Use DeepInfra's serverless inference for CortexDB embeddings and entity extraction.

DeepInfra Provider

Access a wide catalog of open-source models through DeepInfra's serverless inference platform with pay-per-token pricing.

Overview

DeepInfra provides serverless and dedicated inference for open-source models. This integration configures CortexDB to use DeepInfra for:

  • Embedding generation — high-quality open-source embedding models
  • Entity extraction — Llama, Mistral, and other chat models for relationship extraction

Installation

pip install cortexdb-deepinfra

Configuration

| Environment Variable | Default | Description | |---|---|---| | CORTEX_DEEPINFRA_API_KEY | Required | DeepInfra API key | | CORTEX_DEEPINFRA_EMBED_MODEL | BAAI/bge-large-en-v1.5 | Embedding model | | CORTEX_DEEPINFRA_CHAT_MODEL | meta-llama/Meta-Llama-3.1-70B-Instruct | Chat model |

Embedding Models

| Model | Dimensions | Description | |---|---|---| | BAAI/bge-large-en-v1.5 | 1024 | High-quality general-purpose embeddings by BAAI | | sentence-transformers/all-MiniLM-L6-v2 | 384 | Lightweight, fast sentence embeddings | | intfloat/e5-large-v2 | 1024 | Strong multilingual embedding model |

Usage Example

from cortexdb_deepinfra import DeepInfraEmbeddingProvider, DeepInfraConfig

config = DeepInfraConfig(api_key="your-deepinfra-api-key")

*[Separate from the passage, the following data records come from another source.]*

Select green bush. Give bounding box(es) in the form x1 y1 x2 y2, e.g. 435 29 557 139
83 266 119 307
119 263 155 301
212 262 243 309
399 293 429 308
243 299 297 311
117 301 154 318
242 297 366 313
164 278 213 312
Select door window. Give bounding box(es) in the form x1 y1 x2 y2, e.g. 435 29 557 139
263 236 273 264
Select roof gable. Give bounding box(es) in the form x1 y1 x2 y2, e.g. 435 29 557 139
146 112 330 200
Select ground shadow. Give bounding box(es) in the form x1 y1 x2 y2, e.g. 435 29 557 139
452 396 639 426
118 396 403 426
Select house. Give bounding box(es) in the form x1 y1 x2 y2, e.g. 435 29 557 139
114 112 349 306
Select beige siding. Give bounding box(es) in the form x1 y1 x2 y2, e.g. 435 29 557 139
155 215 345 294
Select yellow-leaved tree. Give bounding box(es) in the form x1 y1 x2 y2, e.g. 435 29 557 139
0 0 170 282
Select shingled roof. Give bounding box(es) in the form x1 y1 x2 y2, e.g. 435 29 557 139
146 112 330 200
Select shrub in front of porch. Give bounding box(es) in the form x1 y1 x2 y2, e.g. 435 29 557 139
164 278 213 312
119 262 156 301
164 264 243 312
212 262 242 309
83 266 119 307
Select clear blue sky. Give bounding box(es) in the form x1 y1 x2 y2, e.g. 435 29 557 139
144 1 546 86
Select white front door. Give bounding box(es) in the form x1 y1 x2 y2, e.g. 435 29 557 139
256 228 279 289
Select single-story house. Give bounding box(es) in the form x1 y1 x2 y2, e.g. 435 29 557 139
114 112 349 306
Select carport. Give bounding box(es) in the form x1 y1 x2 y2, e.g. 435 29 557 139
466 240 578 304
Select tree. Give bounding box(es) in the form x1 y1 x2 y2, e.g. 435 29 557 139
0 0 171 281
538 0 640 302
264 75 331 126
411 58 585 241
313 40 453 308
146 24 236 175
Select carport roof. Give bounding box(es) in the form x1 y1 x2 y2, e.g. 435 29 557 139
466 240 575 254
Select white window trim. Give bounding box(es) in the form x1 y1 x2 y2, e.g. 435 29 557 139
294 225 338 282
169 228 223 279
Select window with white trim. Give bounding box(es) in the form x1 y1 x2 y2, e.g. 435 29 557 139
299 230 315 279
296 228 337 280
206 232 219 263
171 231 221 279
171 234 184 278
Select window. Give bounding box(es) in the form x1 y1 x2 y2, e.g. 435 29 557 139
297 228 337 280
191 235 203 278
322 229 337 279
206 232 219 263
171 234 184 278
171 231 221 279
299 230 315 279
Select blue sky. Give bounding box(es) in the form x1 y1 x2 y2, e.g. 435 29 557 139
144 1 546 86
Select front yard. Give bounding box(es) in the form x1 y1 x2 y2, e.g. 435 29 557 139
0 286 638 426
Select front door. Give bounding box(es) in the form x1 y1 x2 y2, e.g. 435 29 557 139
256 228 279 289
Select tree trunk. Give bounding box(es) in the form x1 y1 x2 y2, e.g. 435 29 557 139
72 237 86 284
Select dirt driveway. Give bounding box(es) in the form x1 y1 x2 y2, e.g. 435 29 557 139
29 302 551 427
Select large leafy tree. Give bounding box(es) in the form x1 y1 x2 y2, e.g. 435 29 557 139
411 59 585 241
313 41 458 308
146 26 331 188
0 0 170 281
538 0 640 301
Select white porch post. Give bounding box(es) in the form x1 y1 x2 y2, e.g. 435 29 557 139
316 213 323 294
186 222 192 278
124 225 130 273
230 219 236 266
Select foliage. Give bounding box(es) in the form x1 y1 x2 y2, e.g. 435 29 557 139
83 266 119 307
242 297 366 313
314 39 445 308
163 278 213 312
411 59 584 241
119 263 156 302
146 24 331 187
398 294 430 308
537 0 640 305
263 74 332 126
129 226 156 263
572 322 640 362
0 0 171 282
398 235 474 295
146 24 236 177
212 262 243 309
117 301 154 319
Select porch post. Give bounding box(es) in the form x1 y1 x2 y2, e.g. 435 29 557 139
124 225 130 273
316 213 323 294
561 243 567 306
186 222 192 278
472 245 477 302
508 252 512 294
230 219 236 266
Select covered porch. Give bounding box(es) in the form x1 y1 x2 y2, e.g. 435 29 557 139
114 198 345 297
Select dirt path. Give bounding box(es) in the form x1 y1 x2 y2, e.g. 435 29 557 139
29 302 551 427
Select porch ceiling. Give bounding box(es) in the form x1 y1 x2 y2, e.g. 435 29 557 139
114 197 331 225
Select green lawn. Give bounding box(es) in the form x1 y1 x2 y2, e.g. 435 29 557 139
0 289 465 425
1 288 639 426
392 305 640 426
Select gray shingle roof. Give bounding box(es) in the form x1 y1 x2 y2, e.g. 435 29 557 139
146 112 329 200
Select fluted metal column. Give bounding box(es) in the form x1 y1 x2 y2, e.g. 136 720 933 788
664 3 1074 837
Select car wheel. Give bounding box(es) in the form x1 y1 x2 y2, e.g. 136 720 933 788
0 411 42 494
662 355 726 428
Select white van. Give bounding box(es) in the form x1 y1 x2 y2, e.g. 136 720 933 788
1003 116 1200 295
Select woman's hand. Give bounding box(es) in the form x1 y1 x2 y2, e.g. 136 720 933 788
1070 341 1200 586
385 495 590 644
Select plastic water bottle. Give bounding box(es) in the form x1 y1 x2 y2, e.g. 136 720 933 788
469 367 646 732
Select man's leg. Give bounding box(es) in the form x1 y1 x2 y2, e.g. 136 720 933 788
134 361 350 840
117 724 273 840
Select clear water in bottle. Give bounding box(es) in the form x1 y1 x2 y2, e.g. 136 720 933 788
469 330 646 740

async with DeepInfraEmbeddingProvider(config=config) as provider:
    embedding = await provider.embed_query("What is event sourcing?")
    print(f"Dimension: {provider.dimension}")  # 1024

    embeddings = await provider.embed([
        "Event sourcing stores all changes as events.",
        "CQRS separates reads from writes.",
    ])

Using a Different Model

config = DeepInfraConfig(
    api_key="your-deepinfra-api-key",
    embed_model="sentence-transformers/all-MiniLM-L6-v2",
)
provider = DeepInfraEmbeddingProvider(config=config)
# provider.dimension == 384

Switching Providers

To switch CortexDB from the default OpenAI embeddings to DeepInfra:

from cortexdb_deepinfra import DeepInfraEmbeddingProvider

provider = DeepInfraEmbeddingProvider()  # reads from env vars

All CortexDB embedding providers implement the same interface (embed, embed_query, dimension, model_name), so switching is a one-line change.